That’s me, on the day I moved to Terracina in 2010; the first day of what was meant to be a three-month writing retreat. After three years of expat life in Japan and Ireland – living out of a suitcase, panic attacks every time I bought something larger than a thimble – I had just the poorly-matched clothes on my back. It was a simple plan; I would live in my grandparents’ empty apartment. I would eat Italian food and lie out on the beach. I would finish my Master’s thesis and work on my novel. It would be easy, seeing as there were no distractions; I didn’t know a soul.
That was six years ago. And this was once an expat blog; one of the millions of expat blogs hatched in 2006. I was just going to be gone for a year. But it was that age-old chestnut; I Eat My Pigeon was something I wrote for my friends and family back home, and then something that grew into a network of other expats and writers. I Eat My Pigeon gave me the courage to pitch my first travel articles, which, after a few years, led to writing for CNN Travel and Fodor’s Travel Guides. I Eat My Pigeon gave me the courage to apply for my master’s in Creative Writing, which I got in 2011, from Trinity College Dublin. I Eat My Pigeon followed me from my earliest expat days, writing about my daily humiliations as a gaijin in Osaka, Japan. Then I wrote about getting my master’s in Ireland. Then I wrote about my life in Terracina, Italy.
The reason I came to Terracina and the reason that I have stayed for so long are very different. Very personal. The stuff of Novel #2. But for the moment, here are some questions I am prepared to answer:
Wait … you eat your what?
My pigeon. “I eat my pigeon” refers to a Japanese language mistake I made about a month and a half into my time in Japan.
What were you trying to say?
“My hat – table!” One night I forgot my hat on a table at Britannia, a “British pub” in my neighborhood. Of course, the proper thing to say to the staff when I ran back inside was “Excuse me – I forgot my hat!” but my Japanese was so poor that the only thing I could think of to say was “my hat – table!” … or what I thought was “my hat – table.”
I dashed into the pub, blurting ““私のハト食べる!” to the puzzled staff, snatched my hat and dashed back out – quite pleased with myself. I had just learned how to denote possession and I knew that many words in English could be used in Japanese, such as “ice cream” (pronounced aisu kur-ee-mu) and “card” (pronounced kaa-do). “Hat” and “table” are not such words. “Taberu” means “to eat” and “hato” means “pigeon.” I eat my pigeon.

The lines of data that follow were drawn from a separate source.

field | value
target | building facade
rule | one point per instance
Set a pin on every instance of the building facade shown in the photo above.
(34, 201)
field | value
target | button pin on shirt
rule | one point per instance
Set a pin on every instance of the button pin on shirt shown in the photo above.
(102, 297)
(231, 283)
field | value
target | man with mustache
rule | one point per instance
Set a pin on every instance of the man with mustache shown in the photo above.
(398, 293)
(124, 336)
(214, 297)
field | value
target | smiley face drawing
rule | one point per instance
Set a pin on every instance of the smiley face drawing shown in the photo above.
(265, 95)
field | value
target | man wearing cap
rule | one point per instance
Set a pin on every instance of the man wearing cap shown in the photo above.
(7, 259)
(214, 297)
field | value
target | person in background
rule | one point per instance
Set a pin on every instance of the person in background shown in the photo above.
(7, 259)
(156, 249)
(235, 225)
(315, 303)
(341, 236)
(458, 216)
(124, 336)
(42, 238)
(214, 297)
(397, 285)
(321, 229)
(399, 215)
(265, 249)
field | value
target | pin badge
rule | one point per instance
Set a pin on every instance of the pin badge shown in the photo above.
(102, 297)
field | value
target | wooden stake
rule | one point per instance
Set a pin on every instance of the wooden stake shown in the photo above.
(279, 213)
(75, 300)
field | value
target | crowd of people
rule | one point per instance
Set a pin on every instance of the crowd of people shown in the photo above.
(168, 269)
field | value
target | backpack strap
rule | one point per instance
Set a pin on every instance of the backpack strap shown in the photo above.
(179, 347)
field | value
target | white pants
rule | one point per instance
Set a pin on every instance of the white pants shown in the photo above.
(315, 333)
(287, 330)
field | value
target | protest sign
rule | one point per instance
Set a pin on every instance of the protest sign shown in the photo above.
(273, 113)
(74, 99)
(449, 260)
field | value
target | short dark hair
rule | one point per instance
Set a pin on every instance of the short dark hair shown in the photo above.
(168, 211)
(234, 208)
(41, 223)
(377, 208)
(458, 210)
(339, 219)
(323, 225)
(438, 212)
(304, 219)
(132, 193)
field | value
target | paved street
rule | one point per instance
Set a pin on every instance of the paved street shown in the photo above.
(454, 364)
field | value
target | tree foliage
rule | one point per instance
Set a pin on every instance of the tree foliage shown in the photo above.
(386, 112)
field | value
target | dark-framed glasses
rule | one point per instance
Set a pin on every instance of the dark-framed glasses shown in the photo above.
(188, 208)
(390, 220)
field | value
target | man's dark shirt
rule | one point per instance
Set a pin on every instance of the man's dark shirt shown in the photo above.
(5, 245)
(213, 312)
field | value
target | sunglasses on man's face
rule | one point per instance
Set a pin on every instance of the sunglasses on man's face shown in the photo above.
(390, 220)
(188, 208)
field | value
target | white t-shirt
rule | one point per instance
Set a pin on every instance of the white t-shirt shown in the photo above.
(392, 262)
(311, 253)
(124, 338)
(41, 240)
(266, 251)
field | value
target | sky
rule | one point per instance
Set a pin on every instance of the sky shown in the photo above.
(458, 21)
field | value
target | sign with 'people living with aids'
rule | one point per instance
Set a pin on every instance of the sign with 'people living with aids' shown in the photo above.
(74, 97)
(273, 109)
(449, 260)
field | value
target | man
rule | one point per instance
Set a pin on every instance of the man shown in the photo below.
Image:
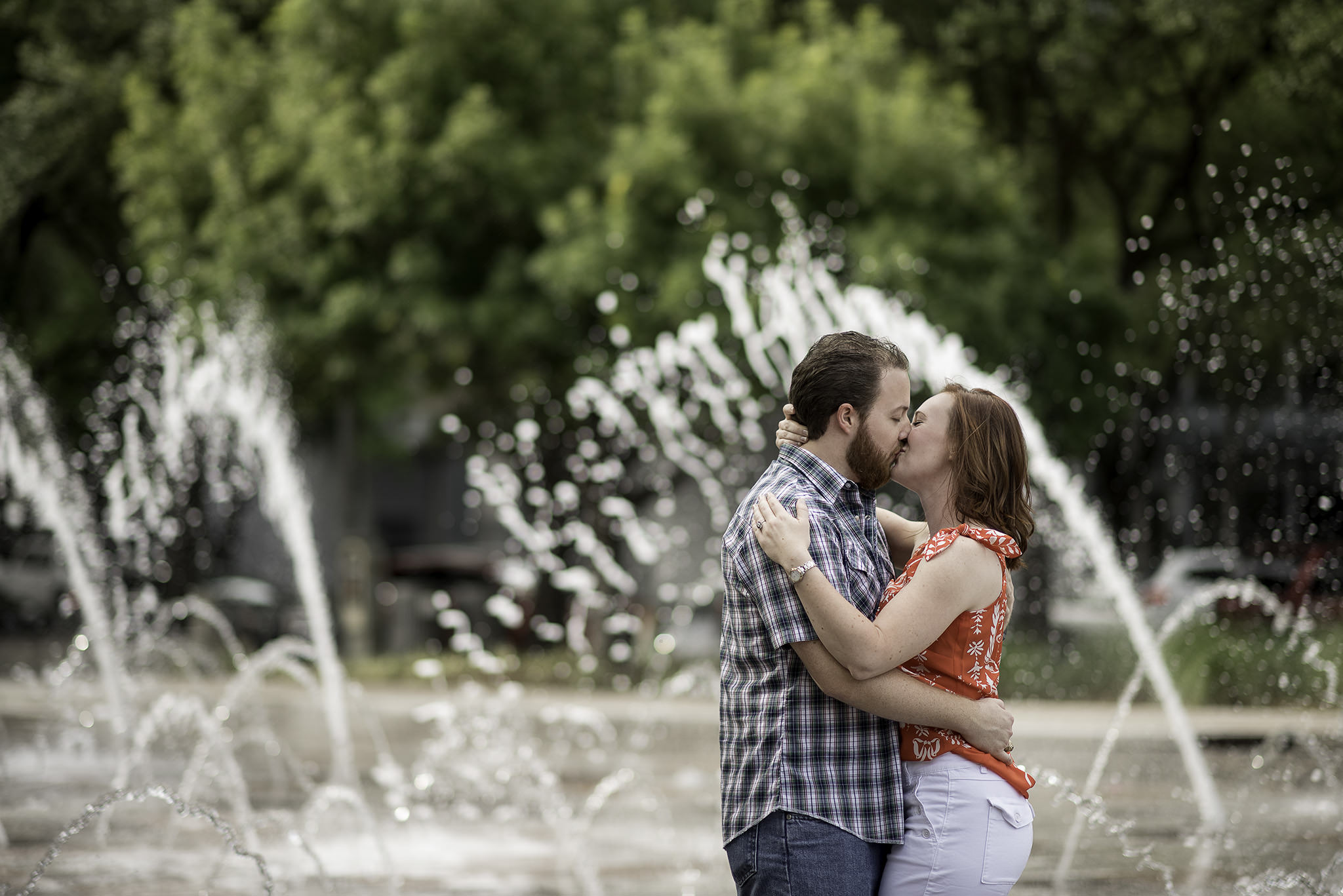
(810, 756)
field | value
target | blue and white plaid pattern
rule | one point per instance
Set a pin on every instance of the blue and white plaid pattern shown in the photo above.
(782, 742)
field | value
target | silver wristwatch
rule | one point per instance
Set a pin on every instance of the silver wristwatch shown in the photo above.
(797, 573)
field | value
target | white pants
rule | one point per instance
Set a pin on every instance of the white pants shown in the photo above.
(967, 830)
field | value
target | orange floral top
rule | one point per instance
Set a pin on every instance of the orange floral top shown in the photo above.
(963, 659)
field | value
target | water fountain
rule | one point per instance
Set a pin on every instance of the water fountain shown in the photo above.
(662, 444)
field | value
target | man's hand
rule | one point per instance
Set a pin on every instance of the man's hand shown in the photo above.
(990, 728)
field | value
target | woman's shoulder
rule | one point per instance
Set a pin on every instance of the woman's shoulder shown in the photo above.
(969, 540)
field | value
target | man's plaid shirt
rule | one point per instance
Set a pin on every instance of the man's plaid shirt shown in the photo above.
(782, 742)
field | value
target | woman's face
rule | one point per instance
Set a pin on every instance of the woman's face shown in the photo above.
(926, 463)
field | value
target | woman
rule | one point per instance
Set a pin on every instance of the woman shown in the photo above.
(967, 819)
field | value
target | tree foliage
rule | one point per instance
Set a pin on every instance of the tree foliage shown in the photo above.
(426, 188)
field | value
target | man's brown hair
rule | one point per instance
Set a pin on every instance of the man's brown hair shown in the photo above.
(989, 464)
(841, 368)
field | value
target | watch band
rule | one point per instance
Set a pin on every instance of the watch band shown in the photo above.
(797, 573)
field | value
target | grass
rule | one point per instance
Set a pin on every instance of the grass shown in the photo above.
(1214, 661)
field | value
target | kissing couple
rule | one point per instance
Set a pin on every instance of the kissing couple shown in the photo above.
(862, 745)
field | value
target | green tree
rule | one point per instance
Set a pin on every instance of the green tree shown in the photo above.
(61, 227)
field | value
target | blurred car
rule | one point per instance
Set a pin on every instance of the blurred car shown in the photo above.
(257, 610)
(31, 582)
(1185, 572)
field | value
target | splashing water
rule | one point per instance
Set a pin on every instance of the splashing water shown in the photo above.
(658, 397)
(143, 794)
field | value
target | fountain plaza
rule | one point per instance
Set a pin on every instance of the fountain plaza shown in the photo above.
(130, 762)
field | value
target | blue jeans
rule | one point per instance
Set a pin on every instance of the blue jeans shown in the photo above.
(792, 855)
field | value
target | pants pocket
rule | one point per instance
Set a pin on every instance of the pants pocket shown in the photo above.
(742, 856)
(1008, 838)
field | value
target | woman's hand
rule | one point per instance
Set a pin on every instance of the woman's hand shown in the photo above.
(790, 431)
(786, 539)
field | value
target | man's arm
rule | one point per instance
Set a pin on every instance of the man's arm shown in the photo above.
(894, 695)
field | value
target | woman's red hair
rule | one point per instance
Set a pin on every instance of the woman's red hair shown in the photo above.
(989, 465)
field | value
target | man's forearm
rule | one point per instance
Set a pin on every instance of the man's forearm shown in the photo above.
(893, 695)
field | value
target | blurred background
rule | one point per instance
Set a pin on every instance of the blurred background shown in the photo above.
(451, 211)
(397, 364)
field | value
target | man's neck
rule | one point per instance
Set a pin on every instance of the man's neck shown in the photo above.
(832, 453)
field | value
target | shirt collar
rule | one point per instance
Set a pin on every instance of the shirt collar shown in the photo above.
(833, 486)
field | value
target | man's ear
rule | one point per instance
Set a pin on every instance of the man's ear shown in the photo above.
(848, 419)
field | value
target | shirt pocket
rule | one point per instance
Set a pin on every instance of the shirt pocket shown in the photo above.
(864, 586)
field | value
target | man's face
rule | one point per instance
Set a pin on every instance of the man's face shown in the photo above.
(881, 435)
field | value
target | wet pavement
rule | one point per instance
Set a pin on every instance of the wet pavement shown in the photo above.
(639, 800)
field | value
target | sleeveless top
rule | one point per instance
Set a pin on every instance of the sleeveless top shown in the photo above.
(963, 659)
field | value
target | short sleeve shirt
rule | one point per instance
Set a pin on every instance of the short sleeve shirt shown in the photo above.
(782, 742)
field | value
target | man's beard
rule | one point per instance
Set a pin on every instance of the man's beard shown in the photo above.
(870, 464)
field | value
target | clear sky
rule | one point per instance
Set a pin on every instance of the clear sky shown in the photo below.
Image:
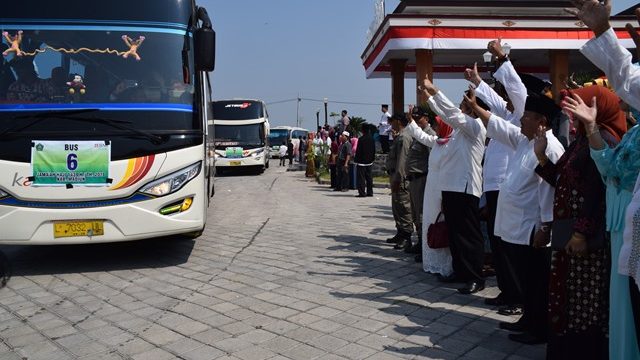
(274, 50)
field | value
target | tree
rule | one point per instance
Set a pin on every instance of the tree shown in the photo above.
(356, 125)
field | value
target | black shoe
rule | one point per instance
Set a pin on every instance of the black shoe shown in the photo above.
(517, 326)
(416, 249)
(394, 239)
(471, 287)
(527, 338)
(449, 279)
(402, 244)
(496, 301)
(510, 310)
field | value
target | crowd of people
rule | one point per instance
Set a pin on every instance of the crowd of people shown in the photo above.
(554, 177)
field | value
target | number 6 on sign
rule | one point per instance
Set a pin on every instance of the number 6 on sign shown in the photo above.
(72, 162)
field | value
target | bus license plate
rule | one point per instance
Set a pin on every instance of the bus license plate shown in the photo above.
(78, 228)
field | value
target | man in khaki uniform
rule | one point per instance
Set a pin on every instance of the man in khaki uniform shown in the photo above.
(396, 167)
(417, 166)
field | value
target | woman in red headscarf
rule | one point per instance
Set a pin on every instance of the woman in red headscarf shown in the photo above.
(579, 285)
(435, 261)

You dork. Did you ever figure out how to say “Excuse me – I forgot my hat”?
Yes; “すみません – 帽子を忘れた!”
I have no idea what you just wrote. How many languages do you speak, anyway?

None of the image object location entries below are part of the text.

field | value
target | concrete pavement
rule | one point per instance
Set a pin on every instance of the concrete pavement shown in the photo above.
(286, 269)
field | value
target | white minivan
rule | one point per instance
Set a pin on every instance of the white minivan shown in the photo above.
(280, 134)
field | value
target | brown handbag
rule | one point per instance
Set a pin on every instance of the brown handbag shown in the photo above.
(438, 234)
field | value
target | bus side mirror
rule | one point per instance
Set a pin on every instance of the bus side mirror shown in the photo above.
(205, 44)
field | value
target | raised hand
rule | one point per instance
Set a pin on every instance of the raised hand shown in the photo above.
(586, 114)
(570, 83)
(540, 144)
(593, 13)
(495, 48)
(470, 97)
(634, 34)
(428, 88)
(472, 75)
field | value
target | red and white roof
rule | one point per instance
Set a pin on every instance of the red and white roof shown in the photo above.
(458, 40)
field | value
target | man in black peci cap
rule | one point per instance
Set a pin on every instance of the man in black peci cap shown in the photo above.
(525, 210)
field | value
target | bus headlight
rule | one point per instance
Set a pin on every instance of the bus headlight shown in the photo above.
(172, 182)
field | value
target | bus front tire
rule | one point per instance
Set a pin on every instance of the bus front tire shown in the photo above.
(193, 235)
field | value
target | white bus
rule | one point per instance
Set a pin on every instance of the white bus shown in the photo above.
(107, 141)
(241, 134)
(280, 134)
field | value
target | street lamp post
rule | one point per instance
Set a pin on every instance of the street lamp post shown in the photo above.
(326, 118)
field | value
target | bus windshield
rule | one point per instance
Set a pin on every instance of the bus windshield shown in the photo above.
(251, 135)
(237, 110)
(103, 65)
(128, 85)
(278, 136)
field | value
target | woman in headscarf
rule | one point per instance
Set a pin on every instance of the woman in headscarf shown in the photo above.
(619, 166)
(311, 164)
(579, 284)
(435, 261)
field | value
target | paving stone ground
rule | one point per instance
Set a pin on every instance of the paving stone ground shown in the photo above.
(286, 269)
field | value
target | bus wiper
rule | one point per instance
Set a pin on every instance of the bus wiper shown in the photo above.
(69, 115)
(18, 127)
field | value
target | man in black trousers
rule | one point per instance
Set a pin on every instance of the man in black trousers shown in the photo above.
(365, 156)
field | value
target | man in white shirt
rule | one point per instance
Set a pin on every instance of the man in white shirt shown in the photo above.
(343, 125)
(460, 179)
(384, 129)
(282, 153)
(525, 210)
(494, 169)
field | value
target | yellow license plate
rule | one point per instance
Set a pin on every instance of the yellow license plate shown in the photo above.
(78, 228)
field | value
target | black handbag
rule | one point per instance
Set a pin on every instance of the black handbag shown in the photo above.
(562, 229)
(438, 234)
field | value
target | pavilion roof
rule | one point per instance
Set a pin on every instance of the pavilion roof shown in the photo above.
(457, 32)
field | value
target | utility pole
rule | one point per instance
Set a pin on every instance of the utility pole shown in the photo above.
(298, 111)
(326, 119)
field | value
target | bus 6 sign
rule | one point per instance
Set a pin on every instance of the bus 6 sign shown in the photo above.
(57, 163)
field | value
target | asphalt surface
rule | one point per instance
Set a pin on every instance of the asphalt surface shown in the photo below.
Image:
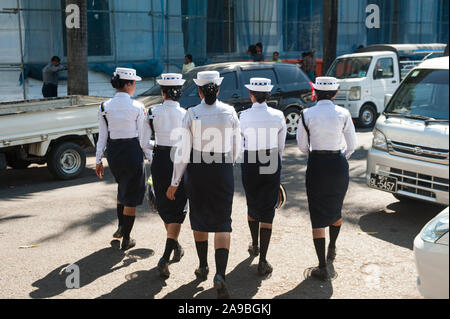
(72, 223)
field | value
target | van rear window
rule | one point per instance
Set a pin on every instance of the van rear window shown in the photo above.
(423, 93)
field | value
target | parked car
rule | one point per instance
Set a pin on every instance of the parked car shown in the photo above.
(54, 131)
(410, 151)
(431, 254)
(371, 72)
(292, 90)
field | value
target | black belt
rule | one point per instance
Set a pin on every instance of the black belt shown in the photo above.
(326, 152)
(122, 140)
(163, 148)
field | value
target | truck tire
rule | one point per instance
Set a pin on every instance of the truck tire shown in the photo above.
(367, 116)
(292, 116)
(66, 161)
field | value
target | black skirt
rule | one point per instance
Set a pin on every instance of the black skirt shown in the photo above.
(126, 159)
(261, 181)
(327, 179)
(171, 212)
(210, 189)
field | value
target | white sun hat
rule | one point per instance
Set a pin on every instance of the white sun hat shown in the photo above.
(127, 74)
(207, 77)
(260, 85)
(326, 83)
(171, 79)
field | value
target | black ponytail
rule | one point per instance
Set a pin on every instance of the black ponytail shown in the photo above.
(261, 97)
(210, 92)
(172, 92)
(117, 83)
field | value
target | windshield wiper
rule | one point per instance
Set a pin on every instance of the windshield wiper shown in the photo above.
(435, 121)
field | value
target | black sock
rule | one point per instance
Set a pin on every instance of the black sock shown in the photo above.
(319, 244)
(254, 230)
(171, 244)
(120, 208)
(265, 234)
(221, 261)
(334, 232)
(202, 252)
(128, 222)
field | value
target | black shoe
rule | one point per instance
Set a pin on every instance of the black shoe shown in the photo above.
(178, 253)
(118, 233)
(128, 243)
(264, 268)
(253, 250)
(331, 255)
(320, 273)
(163, 268)
(202, 273)
(221, 287)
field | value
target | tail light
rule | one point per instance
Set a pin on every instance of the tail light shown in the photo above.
(313, 92)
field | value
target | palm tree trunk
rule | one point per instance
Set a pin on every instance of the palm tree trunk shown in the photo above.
(77, 53)
(330, 30)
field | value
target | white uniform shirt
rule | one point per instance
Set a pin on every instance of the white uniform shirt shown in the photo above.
(263, 128)
(214, 128)
(167, 117)
(125, 119)
(327, 123)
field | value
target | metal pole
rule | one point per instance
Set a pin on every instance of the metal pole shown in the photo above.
(153, 28)
(21, 52)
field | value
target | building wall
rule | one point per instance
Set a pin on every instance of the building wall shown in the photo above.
(212, 30)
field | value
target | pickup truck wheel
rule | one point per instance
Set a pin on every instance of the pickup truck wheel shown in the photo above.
(292, 116)
(367, 116)
(66, 161)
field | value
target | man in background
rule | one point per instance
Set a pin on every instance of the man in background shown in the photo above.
(188, 64)
(50, 77)
(276, 57)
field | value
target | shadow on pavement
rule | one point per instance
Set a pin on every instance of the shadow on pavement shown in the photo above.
(92, 267)
(144, 284)
(400, 223)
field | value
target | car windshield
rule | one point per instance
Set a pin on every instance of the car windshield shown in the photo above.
(423, 94)
(347, 68)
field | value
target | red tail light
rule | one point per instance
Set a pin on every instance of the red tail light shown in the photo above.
(313, 92)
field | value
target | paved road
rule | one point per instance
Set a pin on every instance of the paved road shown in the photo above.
(72, 222)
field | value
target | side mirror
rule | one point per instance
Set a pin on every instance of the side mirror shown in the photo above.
(387, 98)
(378, 74)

English is my native language, but since my parents are immigrants from Italy and Guatemala, I grew up trilingual. Then, when I moved to Japan, I was determined to learn Japanese. In February of 2009, I passed the 3-kyuu Japanese Language Proficiency Test, which puts me at about early Intermediate Level. This should, in no way, suggest that I speak Japanese.
In Italy, I conduct my life in Italian. If the dialogue seems a little wonky some times, it’s because I’m amusing myself by giving you a literal translation. I’ve lived here six years and my Italian level has improved significantly – I read novels regularly and passed my written drivers’ license test, if you want an indication of my skillz and that was awesome, I am awesome – but this should, in no way, suggest that I speak Italian.
I went back to teaching ESL full-time in October of 2013 so most of my time is spent thinking about the acquisition of language – the learning and the teaching of it. I’m completely fascinated by it, and have lots to say about it, so I hope this will be fascinating for you, too. If only my students were half-as-interested in this shit as I am.
And what about the poor pigeons? Have you ever eaten one?
NO, and this is what I consider to be my fatal flaw. Jellyfish, alligator, horse, buffalo, rabbit, goat, pheasant, quail, all manner of offal including rooster testicles in Hungary, but not once, not yet, no pigeons. Dammit. Dammit. Dammit.